Chapter 4 Statistics

Question Answer
What is a bivariate data? When values from two variables are collected from each individual in the population or sample, the set of data values are called bivariate data. (For example: height and weight collected from each GPC student)
What is the response variable in a bivariate set of data? The response variable is the dependent variable in the bivariate data set. It can be explained (at least in part) by the explanatory variable.
What is the explanatory or predictor variable in a bivariate set of data? The explanatory variable is the independent variable in the bivariate data set. Its value can be used to predict, though not perfectly, values of the dependent variable (the response variable).
What is a lurking variable? A lurking variable is a variable that is related to either the response variable or the predictor variable or both, but is not considered as part of the study. A lurking variable can lead to incorrect or misleading results in a study.
What is a scatter diagram? A scatter diagram (or scatter plot) is a graph of a set of points, which shows the relationship between two quantitative variables measured on the same individual with one point for each individual. The points are not connected.
Which variable is placed on which axis in a scatter diagram? The explanatory variable is plotted on the horizontal axis and the response variable is plotted on the vertical axis.
Why are scatter diagrams useful? A scatter diagram can be used to indicate a relationship or lack of a relationship between the explanatory variable and the response variable. For example: Do the dots line up approximately along a straight line?
What is meant by a positive linear association between two variables? Two variables that are linearly related are said to be positively associated if whenever the value of the predictor variable increases, the value of the response variable also increases. (The dots are approximately on a line and it go up left to right.)
What is meant by a negative linear association between two variables? Two variables that are linearly related are said to be negatively associated if whenever the value of the predictor variable increases, the value of the response variable decreases. (The dots are approximately on a line and it go down left to right.)
What is the correlation coefficient in a bivariate study? The linear correlation coefficient is a measure of the strength and direction of a linear relationship between two quantitative variables. For a sample, it is often represented by the letter r.
What are the possible values of the correlation coefficient and what do these values indicate? The correlation coefficient can take values between -1 and 1, inclusive.
What do the values of the correlation coefficient, r, indicate? An r close to 1 shows a strong positive linear relationship between the variables. An r close to -1 indicates a strong negative linear relationship between the variables. An r close to 0 indicates that the variables are not linearly related.
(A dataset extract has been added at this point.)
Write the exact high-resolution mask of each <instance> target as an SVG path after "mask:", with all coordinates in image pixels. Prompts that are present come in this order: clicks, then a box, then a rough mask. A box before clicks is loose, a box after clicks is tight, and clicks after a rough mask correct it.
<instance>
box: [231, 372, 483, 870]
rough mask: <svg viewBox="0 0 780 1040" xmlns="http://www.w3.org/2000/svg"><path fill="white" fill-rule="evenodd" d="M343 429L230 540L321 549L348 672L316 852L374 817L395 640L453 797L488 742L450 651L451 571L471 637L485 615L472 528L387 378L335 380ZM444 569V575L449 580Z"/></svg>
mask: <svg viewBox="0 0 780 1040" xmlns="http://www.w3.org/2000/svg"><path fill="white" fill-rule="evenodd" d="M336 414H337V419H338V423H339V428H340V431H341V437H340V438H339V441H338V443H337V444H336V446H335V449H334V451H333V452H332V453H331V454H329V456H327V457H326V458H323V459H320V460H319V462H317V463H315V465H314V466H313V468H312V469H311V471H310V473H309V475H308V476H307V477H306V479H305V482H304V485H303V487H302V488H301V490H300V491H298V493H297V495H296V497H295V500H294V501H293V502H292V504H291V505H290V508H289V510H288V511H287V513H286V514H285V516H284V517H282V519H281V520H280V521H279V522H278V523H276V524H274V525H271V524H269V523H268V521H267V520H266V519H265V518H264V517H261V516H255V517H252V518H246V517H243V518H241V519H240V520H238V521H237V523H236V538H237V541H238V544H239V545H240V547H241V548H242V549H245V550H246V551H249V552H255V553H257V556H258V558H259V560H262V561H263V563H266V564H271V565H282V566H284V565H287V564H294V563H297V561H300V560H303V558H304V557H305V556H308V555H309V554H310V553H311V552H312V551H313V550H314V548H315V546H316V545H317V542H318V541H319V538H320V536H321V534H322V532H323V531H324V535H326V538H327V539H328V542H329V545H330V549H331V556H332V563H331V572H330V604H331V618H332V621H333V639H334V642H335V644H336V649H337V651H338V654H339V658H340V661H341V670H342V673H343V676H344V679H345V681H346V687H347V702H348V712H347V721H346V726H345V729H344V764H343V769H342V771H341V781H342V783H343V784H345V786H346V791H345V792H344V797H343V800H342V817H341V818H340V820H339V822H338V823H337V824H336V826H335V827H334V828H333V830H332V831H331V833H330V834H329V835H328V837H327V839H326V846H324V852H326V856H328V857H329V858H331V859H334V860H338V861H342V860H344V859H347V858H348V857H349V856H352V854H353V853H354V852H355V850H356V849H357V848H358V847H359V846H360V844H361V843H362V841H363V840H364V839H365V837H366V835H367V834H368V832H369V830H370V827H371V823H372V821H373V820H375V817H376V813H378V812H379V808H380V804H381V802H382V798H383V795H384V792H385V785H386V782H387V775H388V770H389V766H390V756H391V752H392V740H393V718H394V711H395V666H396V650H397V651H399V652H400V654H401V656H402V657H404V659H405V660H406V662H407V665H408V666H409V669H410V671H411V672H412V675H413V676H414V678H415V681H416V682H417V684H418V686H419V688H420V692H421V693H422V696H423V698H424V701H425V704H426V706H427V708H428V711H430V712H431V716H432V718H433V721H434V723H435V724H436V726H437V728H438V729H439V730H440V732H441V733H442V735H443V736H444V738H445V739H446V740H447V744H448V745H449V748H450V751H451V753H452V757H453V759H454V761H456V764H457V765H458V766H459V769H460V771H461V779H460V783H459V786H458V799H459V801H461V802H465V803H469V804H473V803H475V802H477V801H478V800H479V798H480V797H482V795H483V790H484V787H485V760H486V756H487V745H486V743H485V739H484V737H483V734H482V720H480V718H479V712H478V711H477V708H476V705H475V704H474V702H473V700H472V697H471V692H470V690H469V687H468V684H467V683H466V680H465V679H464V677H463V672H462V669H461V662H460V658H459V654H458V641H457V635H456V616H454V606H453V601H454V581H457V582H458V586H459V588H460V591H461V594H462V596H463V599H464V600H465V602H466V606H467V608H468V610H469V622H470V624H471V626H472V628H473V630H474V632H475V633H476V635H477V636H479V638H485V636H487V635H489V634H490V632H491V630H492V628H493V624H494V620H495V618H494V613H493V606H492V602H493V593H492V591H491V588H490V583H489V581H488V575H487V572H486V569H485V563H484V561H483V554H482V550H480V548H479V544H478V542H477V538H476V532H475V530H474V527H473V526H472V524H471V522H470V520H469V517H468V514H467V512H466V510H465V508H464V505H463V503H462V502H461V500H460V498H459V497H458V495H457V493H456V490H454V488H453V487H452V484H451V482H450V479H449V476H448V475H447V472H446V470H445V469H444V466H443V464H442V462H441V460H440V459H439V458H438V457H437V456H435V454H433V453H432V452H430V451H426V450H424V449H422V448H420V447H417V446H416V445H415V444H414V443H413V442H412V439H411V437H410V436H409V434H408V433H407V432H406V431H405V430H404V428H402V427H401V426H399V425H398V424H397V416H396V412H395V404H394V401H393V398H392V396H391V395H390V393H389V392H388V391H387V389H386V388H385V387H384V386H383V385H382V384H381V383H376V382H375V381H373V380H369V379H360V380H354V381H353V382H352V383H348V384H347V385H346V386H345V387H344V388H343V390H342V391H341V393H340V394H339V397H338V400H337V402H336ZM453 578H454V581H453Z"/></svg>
What is least-square criterion? It is the smallest sum of the squares of the differences between the predicted y data and the observed y data values. It indicates the smallest sum of the squares of the residuals.
What are the linear equations found using the least-square criteria called? Linear equations found using the least square criteria are called linear regression equations.
What is the residual in a linear relationship? Residual = observed y ¬– predicted y (Note the order.) The predicted y is found using the linear relationship.
How can you interpret the slope in a linear regression equation? The slope can be interpreted as the average rate of change of the response variable, y, with respect to the explanatory variable, x. Thus, when x increases by one unit, y will change by the amount of the slope.
How can you interpret the y-intercept in a linear regression equation? The y-intercept can be interpreted as the predicted value of the response variable when the predictor variable is zero.
Under what conditions does the interpretation of the y- intercept in a regression equation make sense? This makes sense only if the value of 0 for the explanatory variable makes sense and there is an observed value of the explanatory variable near 0. (Never make predictions too far from observed values.)
What does the coefficient of determination measure? The coefficient of determination, R2, measures the percentage of the total variation in the response variable, y, which is explained by the least-squares regression associated with x.
What values can the coefficient of determination take on? The coefficient of determination can take values between 0 and 1, inclusive.
What do the possible values of the coefficient of determination, R2, indicate about the linear regression equation? R2 = 1 means that 100% of the variation in the response variable is predicted by the regression line. (The regression line fits the data exactly.) The closer R2 is to zero the worse the regression line predicts the relationship between x and y.
For linear regression equations (but not all regression equations) how might you find the coefficient of determination, R2? For a linear regression model, we just need to square the correlation coefficient, r, to find the value of coefficient of determination, R2.